Bring us to 2022, and AI image generators using natural language are becoming more accessible through tools such as Open AI’s Dall-E, Midjourney, Craiyon, Fermat’s Stable Diffusion (there’s a whole host out there with different specialisms).

This blog is a series of my early open experimentations to see how I could use AI image generators in my service design work. It’s raw basic work, but might inspire you with some ideas on how you can use it.

TL:DR and a warning of sorts: Let’s not get carried away

These are my open explorations of some early trials and explorations of where and how this tool might be used. I’ve lots more ideas and some improved prompting to do.

  1. We still need designers (and researchers!)

We can’t generate visions/futures/designs without doing research on what people need and we need designers to translate these into scalable, usable, familiar designs that can actually be delivered. We also need critical analysis of what we’re designing and creating as AI is really a mirror of the limits of our current imagination. Whilst AI will generate novelty outputs, it takes its influence of our current paradigm (and that current paradigm is a planet that’s dying).

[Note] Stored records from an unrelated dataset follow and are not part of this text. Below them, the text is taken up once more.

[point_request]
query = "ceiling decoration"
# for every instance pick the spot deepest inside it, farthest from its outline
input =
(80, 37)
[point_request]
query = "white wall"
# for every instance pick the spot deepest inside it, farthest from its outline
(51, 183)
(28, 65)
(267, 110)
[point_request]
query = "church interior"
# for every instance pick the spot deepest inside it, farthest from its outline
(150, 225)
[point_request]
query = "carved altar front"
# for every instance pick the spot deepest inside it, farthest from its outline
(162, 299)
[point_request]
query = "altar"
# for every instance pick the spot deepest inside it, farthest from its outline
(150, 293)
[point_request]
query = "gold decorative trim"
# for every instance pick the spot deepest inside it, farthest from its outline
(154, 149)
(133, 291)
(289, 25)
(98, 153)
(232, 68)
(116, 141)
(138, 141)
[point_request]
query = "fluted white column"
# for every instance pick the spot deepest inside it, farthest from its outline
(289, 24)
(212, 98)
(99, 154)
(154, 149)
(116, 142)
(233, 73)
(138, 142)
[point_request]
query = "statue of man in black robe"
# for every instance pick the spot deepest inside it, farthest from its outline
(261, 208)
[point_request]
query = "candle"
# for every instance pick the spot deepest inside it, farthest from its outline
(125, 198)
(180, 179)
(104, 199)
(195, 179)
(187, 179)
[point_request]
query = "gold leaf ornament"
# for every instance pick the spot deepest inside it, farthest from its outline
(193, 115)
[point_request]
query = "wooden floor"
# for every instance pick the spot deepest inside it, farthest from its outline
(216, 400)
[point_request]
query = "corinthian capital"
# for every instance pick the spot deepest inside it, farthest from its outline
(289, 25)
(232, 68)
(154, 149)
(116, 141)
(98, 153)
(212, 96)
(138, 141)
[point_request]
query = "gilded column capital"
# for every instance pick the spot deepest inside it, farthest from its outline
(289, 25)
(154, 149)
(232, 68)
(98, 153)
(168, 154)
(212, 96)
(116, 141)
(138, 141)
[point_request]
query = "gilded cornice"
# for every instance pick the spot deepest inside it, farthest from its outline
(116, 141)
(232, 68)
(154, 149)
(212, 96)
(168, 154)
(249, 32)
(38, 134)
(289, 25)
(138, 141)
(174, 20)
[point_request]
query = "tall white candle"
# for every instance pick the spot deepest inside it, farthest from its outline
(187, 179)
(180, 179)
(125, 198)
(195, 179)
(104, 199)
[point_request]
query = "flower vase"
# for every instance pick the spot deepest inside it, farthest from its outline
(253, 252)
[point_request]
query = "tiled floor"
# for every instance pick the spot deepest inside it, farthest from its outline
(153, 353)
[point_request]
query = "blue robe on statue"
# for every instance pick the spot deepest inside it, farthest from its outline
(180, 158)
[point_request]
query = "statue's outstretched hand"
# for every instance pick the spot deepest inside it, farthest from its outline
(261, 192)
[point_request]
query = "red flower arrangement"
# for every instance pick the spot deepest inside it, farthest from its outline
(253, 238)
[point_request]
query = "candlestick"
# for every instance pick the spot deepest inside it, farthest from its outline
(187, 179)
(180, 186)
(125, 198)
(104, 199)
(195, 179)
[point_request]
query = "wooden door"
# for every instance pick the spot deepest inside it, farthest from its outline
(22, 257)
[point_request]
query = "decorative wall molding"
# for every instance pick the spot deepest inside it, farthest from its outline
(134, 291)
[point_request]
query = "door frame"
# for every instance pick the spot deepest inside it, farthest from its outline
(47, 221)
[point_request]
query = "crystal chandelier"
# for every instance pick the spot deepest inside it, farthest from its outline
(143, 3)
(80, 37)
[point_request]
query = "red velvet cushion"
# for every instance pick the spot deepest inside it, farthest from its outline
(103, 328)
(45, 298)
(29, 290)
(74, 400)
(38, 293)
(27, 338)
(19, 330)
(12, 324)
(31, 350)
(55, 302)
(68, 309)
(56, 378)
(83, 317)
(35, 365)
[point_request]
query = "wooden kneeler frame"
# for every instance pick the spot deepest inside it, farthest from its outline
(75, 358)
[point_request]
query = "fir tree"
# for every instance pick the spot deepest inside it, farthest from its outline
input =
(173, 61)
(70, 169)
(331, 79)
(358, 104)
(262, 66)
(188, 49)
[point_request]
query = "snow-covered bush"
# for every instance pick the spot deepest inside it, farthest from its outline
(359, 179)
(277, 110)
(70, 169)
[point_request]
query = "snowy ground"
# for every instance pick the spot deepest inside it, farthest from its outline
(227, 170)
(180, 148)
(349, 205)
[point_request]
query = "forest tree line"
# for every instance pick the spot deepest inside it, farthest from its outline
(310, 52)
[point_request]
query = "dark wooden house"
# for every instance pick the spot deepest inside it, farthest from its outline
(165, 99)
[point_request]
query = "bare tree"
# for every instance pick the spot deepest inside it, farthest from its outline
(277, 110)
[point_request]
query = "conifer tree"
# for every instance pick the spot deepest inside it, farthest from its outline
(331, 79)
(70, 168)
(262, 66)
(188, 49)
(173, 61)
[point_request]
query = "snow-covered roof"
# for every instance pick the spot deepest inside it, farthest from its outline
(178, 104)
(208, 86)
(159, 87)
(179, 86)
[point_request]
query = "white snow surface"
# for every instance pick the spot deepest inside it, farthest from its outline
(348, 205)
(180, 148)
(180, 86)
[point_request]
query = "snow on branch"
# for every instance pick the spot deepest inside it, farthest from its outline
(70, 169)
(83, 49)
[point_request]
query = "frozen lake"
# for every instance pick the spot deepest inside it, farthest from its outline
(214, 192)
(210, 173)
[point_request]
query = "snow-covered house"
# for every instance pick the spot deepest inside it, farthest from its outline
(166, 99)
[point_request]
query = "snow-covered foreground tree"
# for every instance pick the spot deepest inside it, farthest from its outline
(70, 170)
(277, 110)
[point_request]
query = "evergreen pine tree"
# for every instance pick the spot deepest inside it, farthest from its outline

This is not a replacement for critical thinking or a way for ‘speeding up design’ If anything, we need to slow down.

2. All sociotechnical systems have systemic biases at the heart of them

I did a talk about this here. Folks like the algorithmic justice league and others are doing the hard work to make sure AI is equitable and accountable. What we see when we use tools like this is a mirror of society that misses out under represented people and communities and perpetuates a model of delivery that is killing our planet.

Use case 1: Storyboarding

A grey background with black and white illustrations showing a woman choosing options, paying for something at a kiosk and upgrading a model over the counter
Using AI generated images for storyboarding

I’ve always said that storyboards are useful for articulating both as-is journeys (when you can’t film/take photos) of a user experience and for future state service concepts/journeys of someone using a service. I use storyboarding as away to help teams start to articulate service outcomes for users, organisations and the early seeds of how we might solve these.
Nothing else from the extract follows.